# Commutator [A^n,B] = ?

1. Oct 14, 2012

### helpcometk

1. The problem statement, all variables and given/known data

Prove that [AnB] =nAn-1[A,B] for integrer n , assume [A,[A,B]]=0=[B,[A,B]]

2. Relevant equations
[A,B]=AB-BA

3. The attempt at a solution
Does anyone know how i should go to manipulate the exponent n ? I have tried to search but found nothing about a commutator like this properties.

2. Oct 14, 2012

### Dickfore

Use the Principle of Mathematic induction and the commutator rule:
$$\left[ A \, C, B \right] = A \, \left[ C, B \right] + \left[A, B \right] \, C$$

3. Oct 14, 2012

### helpcometk

you can play as long as you ant with this formula ,but you will never be able to get what is asked except if you differentiate somehow ,becsuse you need have one n ,that is not exponent of A or B

4. Oct 14, 2012

### Dickfore

You will also need to prove as an intermediate step that:
$$\left(\forall n \in \mathbb{N} \right) \left[ A^{n}, \left[ A, B \right] \right] = 0$$
For this, use the principle of mathematical induction again and what you are given in the problem.

5. Oct 14, 2012

### gabbagabbahey

By this logic, the only way to get $3x^2$ from $x^3$ is to differentiate.
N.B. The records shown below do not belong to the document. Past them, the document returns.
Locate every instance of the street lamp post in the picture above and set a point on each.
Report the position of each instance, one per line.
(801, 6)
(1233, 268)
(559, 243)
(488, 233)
Does that really seem like a reasonable thing to claim? (What happens if you multiply $x^3$ by $\frac{3}{x}$, for example?

Instead of differentiating your commutator somehow (Have you even defined how to differentiate an operator? Are your operators differentiable?), I suggest you follow DickFore's advice and use a proof by induction. I'd start by looking at a fairly simple case like $n=2$.